ちなみにメルセデスの訴えに対するFIAの回答はかなり苦しい言い訳となっており、彼らがセーフティカーの前に出させてもらえなかった理由は一切説明されていません。
レースコントロールはとにかくセーフティカーでレースが終わらないようにしようとしたと考えられるものの、あまりにも強引かつ筋の通らない決定を下してしまっています。結果的に多くのドライバーを混乱させています。
終盤のセーフティカーはインディカーっぽいと思う人もいるかもしれませんが、インディ500ですらイエローコーションのままレースが終わる事はあります。
少なくともバタバタした状態でレースが再開されるというのはインディ500やル・マンでもありえません。あまりにも「ショー優先」で安全や公平性は無視したレース運営だったと言えます。
F1ジャーナリストでフジテレビで解説をすることもある米屋氏はこの判断について「これがモーターレーシングだと思っているならマシはF1のレースディレクターには不適任」「F1に失望した」と語っています。彼はこの事についてYouTubeで言及するでしょうから、動画をここにも貼っておこうかと思います。

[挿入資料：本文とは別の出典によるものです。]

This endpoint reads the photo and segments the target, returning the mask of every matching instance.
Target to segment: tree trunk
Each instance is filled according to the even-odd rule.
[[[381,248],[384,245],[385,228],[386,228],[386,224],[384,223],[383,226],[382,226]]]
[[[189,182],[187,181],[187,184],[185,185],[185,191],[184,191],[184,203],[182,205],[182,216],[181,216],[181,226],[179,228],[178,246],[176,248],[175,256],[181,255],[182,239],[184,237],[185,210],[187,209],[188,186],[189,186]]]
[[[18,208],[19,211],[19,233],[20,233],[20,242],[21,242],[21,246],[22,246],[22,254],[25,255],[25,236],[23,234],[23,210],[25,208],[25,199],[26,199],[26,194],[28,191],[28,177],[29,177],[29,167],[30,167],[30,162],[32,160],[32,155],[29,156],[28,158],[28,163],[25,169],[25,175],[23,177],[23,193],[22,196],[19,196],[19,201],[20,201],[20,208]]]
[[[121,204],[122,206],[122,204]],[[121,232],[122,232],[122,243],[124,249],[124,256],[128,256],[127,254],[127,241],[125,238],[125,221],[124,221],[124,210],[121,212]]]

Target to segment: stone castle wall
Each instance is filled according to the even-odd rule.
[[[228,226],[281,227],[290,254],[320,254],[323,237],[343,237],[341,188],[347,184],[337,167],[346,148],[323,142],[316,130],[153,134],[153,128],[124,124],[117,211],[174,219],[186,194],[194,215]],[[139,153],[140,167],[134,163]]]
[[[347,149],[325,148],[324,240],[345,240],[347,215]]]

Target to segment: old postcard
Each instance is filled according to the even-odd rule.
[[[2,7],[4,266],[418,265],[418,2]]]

伝説のF1ドライバー、井上隆智穂氏はTwitterで「コメディショー?あるいはエンターテインメント?私は当然本当に公平なレースが見たかった!」と述べています。
comedy show?? or entertainment ??
— Taki Inoue (@takiinoue) 2021年12月12日
I wanted to watch the real fair race, indeed !!
また、元F1ドライバーでインディ500チャンピオンのアレクサンダー・ロッシは「フェルスタッペンが今年のチャンピオンに値するのは明らか」だとしつつも、レース運営の仕方については気に入らないと述べています。

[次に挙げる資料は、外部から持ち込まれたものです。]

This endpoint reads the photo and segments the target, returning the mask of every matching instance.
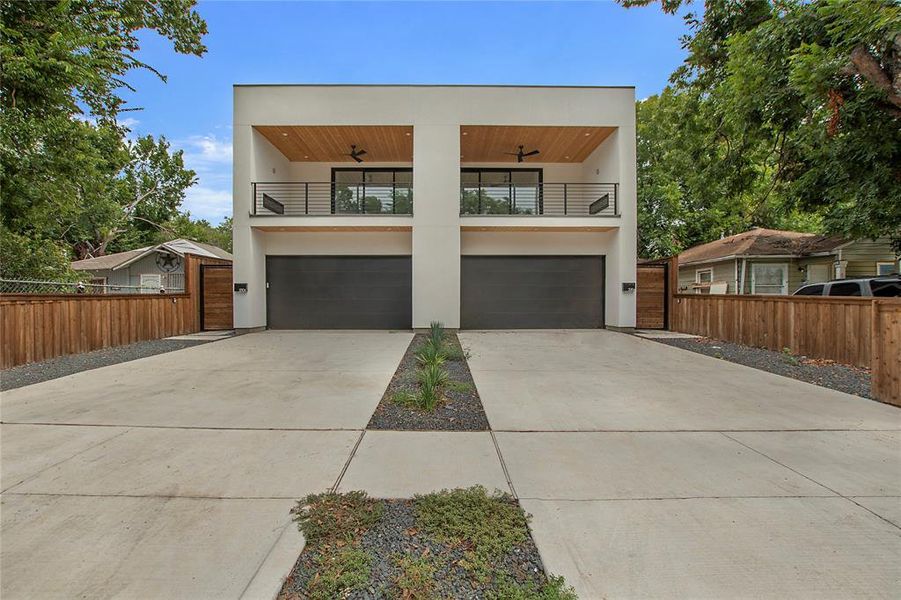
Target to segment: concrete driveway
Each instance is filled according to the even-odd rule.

Obviously @Max33Verstappen deserved it just as much this year, buttttt I don’t love any of the way that went down.
— Alexander Rossi (@AlexanderRossi) 2021年12月12日
元ワールドチャンピオンのデイモン・ヒルは「レースディレクターがその場限りの決定ができる、これがこのスポーツの新しい運営方法だ。」と皮肉たっぷりに書いています。

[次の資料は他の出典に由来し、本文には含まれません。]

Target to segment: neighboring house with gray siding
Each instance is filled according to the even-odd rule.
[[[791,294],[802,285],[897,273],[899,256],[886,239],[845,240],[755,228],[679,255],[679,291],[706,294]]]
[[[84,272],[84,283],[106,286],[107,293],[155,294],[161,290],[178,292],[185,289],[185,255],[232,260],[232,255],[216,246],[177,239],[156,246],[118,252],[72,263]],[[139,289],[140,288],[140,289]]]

A lot of not very happy people. And a lot of very happy people. This is a new way of running the sport where the Race Director can make these ad hoc decisions. Its been a bit too 'guess what I'm going to do now' I think. #f1
— Damon Hill (@HillF1) 2021年12月12日
そしてウィリアムズのジョージ・ラッセルも「容認できない」と大文字ツイートしています。
THIS IS UNACCEPTABLE!!!!
— George Russell (@GeorgeRussell63) 2021年12月12日
Max is an absolutely fantastic driver who has had an incredible season and I have nothing but huge respect for him, but what just happened is absolutely unacceptable. I cannot believe what we’ve just seen.
— George Russell (@GeorgeRussell63) 2021年12月12日
よく知らない人が見れば、最後の1周で奇跡的な逆転!という展開に思えますが、40周以上走ったハードタイヤのハミルトンと、新品ソフトのフェルスタッペン、そしてぎりぎりになって2人の間の車が全て取り払われたという状況は、大会運営側がフェルスタッペンを勝たせたといっても過言ではありません。
だからこそハミルトンは「操作されたレースだ」と無線で言いましたし、フジテレビで解説をしていたベテランの川井一仁氏はあと残り2周の段階で一部の周回遅れをセーフティカーの前に出させてリスタートするという指示を見た時すぐに察して、「ホンダさんには悪いけど~」と前置きした上で、マシはフェルスタッペンを勝たせようとしているとオブラートに包みながら言ったわけです。
ブラジルGPの裁定もしかり、レギュレーションとレースコントロールの権限をもう一度見直すべき時です。